My first weeks at Historic England were ones of tumult in ancient places. Earthquakes in Nepal were followed by the capture of Palmyra by Isis. The world held its breath for the sort of attacks on heritage that the New York Times called ‘attacks on the best in all of us’.

One of the first commitments people make after a disaster like that in Nepal is to rebuild the historic sites the country holds dear. Because they represent the spirit of its people. And this is why heritage becomes a target when cultures, races and nations are under attack.

England’s places are no different. During the Second World War, Churchill wanted St Paul’s Cathedral to be protected ‘at all costs’ as a symbol for the nation.
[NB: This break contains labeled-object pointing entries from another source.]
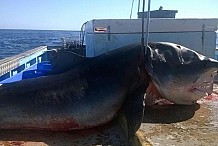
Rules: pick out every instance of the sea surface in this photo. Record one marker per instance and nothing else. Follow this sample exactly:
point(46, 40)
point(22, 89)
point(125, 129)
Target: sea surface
point(13, 42)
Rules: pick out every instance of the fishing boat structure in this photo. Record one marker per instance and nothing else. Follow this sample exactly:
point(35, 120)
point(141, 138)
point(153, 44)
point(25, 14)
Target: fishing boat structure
point(105, 76)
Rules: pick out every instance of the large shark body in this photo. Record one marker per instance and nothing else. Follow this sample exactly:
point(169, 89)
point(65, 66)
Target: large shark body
point(179, 74)
point(87, 92)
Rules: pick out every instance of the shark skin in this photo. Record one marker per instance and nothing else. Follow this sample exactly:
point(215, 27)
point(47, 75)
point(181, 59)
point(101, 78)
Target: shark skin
point(85, 93)
point(178, 74)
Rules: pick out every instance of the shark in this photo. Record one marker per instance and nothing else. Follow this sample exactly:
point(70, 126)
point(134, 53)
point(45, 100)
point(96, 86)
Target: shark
point(178, 74)
point(80, 93)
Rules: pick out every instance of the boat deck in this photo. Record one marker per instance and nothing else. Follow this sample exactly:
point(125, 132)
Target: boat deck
point(162, 125)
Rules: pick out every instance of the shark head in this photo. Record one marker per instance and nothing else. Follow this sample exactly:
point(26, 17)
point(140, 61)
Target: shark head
point(179, 74)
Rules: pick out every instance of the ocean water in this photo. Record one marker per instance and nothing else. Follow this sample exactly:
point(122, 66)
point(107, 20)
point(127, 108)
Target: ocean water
point(217, 40)
point(13, 42)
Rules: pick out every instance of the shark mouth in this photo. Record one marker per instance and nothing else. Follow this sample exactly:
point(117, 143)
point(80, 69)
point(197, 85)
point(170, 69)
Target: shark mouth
point(205, 87)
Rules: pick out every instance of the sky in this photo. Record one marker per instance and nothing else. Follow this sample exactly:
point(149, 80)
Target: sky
point(71, 14)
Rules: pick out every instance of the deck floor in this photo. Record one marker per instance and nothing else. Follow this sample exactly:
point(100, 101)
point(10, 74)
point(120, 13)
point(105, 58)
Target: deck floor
point(168, 125)
point(162, 125)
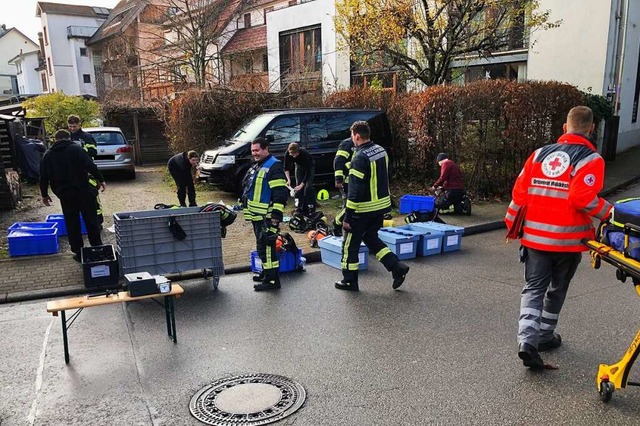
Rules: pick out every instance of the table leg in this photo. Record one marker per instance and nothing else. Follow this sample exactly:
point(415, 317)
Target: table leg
point(65, 342)
point(173, 318)
point(167, 311)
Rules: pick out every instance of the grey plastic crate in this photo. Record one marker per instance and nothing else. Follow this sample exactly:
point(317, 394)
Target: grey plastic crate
point(145, 243)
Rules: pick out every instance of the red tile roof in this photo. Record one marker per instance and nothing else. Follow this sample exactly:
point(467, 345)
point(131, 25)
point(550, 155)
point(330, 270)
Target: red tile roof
point(247, 39)
point(69, 9)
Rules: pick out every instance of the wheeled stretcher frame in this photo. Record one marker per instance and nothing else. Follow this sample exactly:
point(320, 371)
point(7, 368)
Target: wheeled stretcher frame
point(615, 376)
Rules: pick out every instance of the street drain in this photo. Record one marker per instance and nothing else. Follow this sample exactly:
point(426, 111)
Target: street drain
point(247, 400)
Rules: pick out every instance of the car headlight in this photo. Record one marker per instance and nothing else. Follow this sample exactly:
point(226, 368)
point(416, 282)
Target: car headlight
point(225, 159)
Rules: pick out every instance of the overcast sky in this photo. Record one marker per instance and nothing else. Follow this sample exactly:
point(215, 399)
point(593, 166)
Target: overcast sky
point(22, 13)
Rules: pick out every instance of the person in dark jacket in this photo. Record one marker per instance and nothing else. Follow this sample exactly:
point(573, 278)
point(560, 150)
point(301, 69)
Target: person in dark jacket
point(300, 160)
point(65, 167)
point(88, 142)
point(451, 181)
point(181, 167)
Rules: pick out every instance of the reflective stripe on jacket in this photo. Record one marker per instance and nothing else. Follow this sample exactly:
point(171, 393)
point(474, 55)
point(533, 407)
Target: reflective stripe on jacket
point(369, 181)
point(559, 184)
point(267, 191)
point(341, 162)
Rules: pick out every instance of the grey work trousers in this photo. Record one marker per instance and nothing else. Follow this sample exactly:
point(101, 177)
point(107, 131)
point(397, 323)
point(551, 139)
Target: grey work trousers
point(547, 276)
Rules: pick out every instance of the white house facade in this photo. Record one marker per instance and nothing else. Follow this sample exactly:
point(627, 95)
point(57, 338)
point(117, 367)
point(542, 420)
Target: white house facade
point(334, 65)
point(28, 75)
point(65, 29)
point(12, 43)
point(596, 48)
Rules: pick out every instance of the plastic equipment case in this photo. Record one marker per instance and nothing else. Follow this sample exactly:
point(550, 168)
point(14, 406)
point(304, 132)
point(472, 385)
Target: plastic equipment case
point(417, 203)
point(403, 243)
point(451, 234)
point(331, 253)
point(145, 241)
point(430, 241)
point(62, 227)
point(141, 284)
point(29, 226)
point(33, 241)
point(287, 261)
point(100, 267)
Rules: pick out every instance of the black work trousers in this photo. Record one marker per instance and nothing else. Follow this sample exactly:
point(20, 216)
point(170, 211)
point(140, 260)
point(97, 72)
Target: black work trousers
point(266, 247)
point(185, 187)
point(364, 228)
point(81, 202)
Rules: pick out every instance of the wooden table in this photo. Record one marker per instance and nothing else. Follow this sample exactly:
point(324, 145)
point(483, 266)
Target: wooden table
point(79, 303)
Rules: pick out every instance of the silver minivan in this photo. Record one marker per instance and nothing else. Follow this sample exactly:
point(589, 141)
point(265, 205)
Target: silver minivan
point(114, 152)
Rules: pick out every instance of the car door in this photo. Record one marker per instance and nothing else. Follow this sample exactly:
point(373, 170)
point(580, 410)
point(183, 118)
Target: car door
point(283, 130)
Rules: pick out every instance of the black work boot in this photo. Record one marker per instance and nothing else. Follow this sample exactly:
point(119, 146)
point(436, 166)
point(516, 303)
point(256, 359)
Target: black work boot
point(399, 273)
point(530, 356)
point(271, 281)
point(344, 285)
point(552, 343)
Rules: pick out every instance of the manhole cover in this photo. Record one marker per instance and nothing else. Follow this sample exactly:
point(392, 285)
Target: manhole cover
point(248, 400)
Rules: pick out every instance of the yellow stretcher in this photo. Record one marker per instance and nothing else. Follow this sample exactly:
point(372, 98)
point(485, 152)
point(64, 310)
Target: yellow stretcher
point(614, 376)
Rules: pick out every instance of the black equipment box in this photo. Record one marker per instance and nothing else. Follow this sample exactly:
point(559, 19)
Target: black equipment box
point(100, 267)
point(141, 284)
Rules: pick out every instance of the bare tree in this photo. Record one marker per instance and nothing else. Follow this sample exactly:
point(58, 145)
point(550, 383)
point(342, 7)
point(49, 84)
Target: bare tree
point(423, 37)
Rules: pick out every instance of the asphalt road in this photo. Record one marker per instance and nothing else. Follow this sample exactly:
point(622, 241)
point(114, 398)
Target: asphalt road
point(440, 351)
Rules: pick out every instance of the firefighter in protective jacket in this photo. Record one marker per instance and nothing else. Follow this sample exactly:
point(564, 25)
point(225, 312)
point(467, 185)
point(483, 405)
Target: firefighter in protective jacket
point(367, 202)
point(558, 192)
point(264, 197)
point(88, 142)
point(341, 164)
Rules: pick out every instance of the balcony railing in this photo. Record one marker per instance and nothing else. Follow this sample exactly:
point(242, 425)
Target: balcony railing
point(80, 32)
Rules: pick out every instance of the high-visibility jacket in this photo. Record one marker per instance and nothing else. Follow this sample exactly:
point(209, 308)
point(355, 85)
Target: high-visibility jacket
point(368, 181)
point(265, 190)
point(559, 184)
point(341, 162)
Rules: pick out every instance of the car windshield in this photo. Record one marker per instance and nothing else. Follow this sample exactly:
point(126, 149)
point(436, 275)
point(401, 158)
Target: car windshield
point(108, 138)
point(251, 128)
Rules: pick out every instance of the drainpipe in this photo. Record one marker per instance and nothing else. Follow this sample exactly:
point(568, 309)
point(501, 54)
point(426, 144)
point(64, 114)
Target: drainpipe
point(623, 30)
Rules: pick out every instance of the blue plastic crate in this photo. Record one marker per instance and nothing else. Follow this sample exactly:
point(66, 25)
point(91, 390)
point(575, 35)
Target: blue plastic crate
point(28, 226)
point(32, 242)
point(452, 238)
point(287, 260)
point(430, 241)
point(417, 203)
point(62, 227)
point(402, 243)
point(331, 253)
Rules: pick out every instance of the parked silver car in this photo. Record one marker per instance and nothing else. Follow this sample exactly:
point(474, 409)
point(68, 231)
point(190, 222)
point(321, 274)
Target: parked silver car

Men and women risked their lives in the Cathedral watch, and St Paul’s stands still. This is a humbling legacy for those of us involved in heritage protection today – the professionals, volunteers, campaigners and visitors that make up our tribe.

We must ensure that our starting point is always to hand on the incredible opportunity of our historic environment to future generations. The memorable inscription on Wren’s tomb inside his masterpiece, St Paul’s, reads ‘If you seek his monument, look around you.’ This is a standard by which all heritage workers can be judged – that future generations are able to look around them and feel in awe, curious, inspired.

The challenge today seems less heroic than in previous centuries. But it is no less important – whether the threat is gradual decay, climate change, or insensitive and sometimes senseless development. This does not always mean we can or should freeze our historic environment in time. Dereliction is a huge threat, and finding sustainable uses so people can experience and enjoy it today is a key job for the heritage movement. People value what they know and understand, and they look after what they value. Our heritage embodies the record of the struggles of previous generations – their highs and their lows. Our job is to unlock these stories. We must always do it on the basis of evidence, understanding and expertise. But that is only half the job. The other half is telling these stories – so that the historic environment is understood, cared-for and celebrated. And we need to make sure that our knowledge and skill is effectively applied for the good of historic places.

The creation of Historic England is a once-in-a-generation opportunity to bring the historic environment into the foreground of our national life, in order to realise its enormous potential – both economic and social. But this can only happen if we win the argument for heritage. The new model for Historic England was a major step forward. It has allowed both the English Heritage Trust and Historic England to focus on our individual expertise, with full backing from government who have underwritten the cost. It has encouraged both organisations to be creative, finding new ways of engaging and bringing more resources into the sector. We need to keep winning the argument for heritage. At the moment, an important focus for us is the next public spending review. We recognise the scale of the task, but we must ensure that the heritage sector is at least not disproportionately hit when it comes to spending cuts. For the historic environment is central to our nation’s prosperity and quality of life. We are working with partners across the heritage and history landscape to face our challenges together.

I am very grateful to all those of you who have made me very welcome in my new role, as well as all those who have been involved in the creation of Historic England and who are so committed to its success. I am delighted to be here, and I am looking forward to continuing to work with you all. Effective co-operation will secure our legacy."